Dalam proses karir, sekolah atau hidup berumah tangga dan bersosial, akan ada suatu masa di mana
tiba-tiba rasanya semua menjadi melaju tidak terkontrol, apakah itu pekerjaan yang tiba-tiba terasa
menggunung, masalah keuangan yang tetiba serasa menumpuk, kehidupan pertemanan serta sosial
yang tetiba merenggang atau keimanan kita yang serasa tetiba surut (muncul kemalasan ibadah atau
futur). Apa yang harus kita lakukan saat muncul masalah demikian? Apakah kita harus berhenti?
Menunggu pertolongan datang sementara kehidupan akan terus berjalan? Bagaimana cara kita tetap
dapat memegang kontrol atas kehidupan kita?

Salah satu pilihan yang dapat diambil adalah pertama-tama dengan bersikap tenang dan tawadu’.
Mengingat bahwa semua ini sudah dalam kerangka ujian dan skenario Allah SWT inshaa Allah akan
menjadikan ketenangan dan optimisme dianugerahkan Allah SWT pada kita. Melakukan assessment
terhadap situasi dan SWOT mutlak harus dilakukan dengan cepat dan komprehensif. Adanya teman
diskusi dan berbagi sangat penting untuk assesment. Maka itu, saat menemui masalah dalam
kehidupan, mari kita selalu biasakan untuk berdiskusi dan berbagi dengan pasangan sah (jangan yang
ga sah karena hanya nambah masalah hahaha!), keluarga, ustadz/guru, mentor, atau sahabat terdekat
untuk mencari solusinya. Jangan biasakan dipendam sendiri karena mungkin gengsi atau justru
diumbar di medsos yang hanya bikin tambah bingung karena kegaduhan “netijen yang ga tahu
masalah namun sok tahu dan maha benar wkwkwkwk”. Setelah assessment situasi selesai, maka
segeralah melangkah, karena masalah tidak akan selesai dengan hanya berdiam dan berpikir saja.
Tetap terus melangkah mengambil risiko namun dengan senantiasa melakukan mitigasi/pengenalan,
disiplin dan konsentrasi penuh melihat segala fenomena yang terjadi di depan, belakang, kiri dan
kanan sampai semua permasalahan teratasi satu persatu, sambil tetap terus berdoa dan mengingat
Allah SWT, karena Allah SWT adalah sebaik-baik pemberi pertolongan.
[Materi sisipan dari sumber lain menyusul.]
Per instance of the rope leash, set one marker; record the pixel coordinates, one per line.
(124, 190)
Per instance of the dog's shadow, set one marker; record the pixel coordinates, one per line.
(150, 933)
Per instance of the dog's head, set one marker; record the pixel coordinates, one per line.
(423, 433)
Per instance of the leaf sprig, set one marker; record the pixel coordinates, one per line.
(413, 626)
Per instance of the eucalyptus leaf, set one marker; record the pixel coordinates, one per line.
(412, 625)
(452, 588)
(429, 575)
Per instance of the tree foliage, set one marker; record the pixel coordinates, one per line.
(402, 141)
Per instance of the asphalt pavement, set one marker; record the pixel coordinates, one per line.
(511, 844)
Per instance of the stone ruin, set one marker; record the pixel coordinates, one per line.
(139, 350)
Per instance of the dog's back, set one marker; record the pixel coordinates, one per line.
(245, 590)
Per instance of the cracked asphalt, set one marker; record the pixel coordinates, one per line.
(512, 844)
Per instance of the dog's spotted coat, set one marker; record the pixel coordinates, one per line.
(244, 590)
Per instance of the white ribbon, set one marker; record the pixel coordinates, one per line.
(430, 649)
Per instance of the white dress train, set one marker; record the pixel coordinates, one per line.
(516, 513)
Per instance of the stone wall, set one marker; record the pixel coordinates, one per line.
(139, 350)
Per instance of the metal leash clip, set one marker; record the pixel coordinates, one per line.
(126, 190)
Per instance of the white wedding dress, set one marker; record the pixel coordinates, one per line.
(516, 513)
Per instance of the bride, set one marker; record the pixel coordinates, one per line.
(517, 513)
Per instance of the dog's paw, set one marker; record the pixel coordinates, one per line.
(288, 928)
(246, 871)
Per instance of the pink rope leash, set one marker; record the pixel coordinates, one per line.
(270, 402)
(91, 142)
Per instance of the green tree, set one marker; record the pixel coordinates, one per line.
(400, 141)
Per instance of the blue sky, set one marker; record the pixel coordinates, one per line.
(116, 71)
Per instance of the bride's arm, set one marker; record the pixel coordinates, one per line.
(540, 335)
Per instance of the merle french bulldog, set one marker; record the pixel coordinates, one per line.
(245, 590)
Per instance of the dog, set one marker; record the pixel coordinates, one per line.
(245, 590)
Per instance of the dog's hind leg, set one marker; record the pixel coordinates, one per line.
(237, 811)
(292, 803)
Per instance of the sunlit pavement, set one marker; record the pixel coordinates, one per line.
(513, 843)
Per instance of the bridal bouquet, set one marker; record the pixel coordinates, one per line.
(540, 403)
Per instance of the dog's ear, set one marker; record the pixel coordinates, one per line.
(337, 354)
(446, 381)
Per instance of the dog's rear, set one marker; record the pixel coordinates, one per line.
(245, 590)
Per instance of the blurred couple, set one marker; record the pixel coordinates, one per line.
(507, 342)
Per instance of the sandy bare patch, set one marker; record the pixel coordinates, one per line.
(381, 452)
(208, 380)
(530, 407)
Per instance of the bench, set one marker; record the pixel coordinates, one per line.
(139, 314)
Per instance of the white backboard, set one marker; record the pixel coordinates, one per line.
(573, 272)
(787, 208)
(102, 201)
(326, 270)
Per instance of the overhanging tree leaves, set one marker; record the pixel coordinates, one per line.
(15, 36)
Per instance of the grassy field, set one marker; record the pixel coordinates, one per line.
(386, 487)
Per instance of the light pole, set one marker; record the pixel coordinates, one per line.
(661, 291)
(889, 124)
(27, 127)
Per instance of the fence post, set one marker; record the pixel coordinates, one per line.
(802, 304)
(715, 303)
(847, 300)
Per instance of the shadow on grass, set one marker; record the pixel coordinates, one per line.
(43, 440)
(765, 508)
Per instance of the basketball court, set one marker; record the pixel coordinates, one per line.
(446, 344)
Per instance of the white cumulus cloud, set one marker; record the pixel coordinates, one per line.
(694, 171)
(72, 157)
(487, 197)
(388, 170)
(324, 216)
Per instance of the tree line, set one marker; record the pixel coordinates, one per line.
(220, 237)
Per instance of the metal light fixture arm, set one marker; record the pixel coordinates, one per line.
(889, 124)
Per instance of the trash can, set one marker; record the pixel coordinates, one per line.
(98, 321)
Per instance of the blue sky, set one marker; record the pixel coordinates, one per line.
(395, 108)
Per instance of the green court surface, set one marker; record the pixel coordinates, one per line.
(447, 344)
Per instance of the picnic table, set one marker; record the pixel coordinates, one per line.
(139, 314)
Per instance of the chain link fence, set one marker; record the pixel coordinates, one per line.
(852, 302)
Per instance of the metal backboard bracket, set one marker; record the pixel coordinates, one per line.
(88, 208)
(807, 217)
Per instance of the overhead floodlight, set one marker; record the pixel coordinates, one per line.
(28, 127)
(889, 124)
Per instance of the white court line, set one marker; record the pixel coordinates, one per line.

Karena tidak ada badai yang tidak akan berlalu, dan karena di “balik kesulitan selalu ada kemudahan”
(QS Alam Nasyroh: 5).

Setelah melewati semua itu, kita akan menyadari bahwa kekuatan, skill dan kemampuan kita mungkin
meningkat beberapa level dan kita lebih siap “mengendalikan hidup” kita, tentunya dengan izin Allah
SWT. Seperti kejadian malam itu sepertinya membuat skill “ngedrift” dan “control” saya naik dari level
15 ke level 30 hehehe! (TokyodriftGame.com).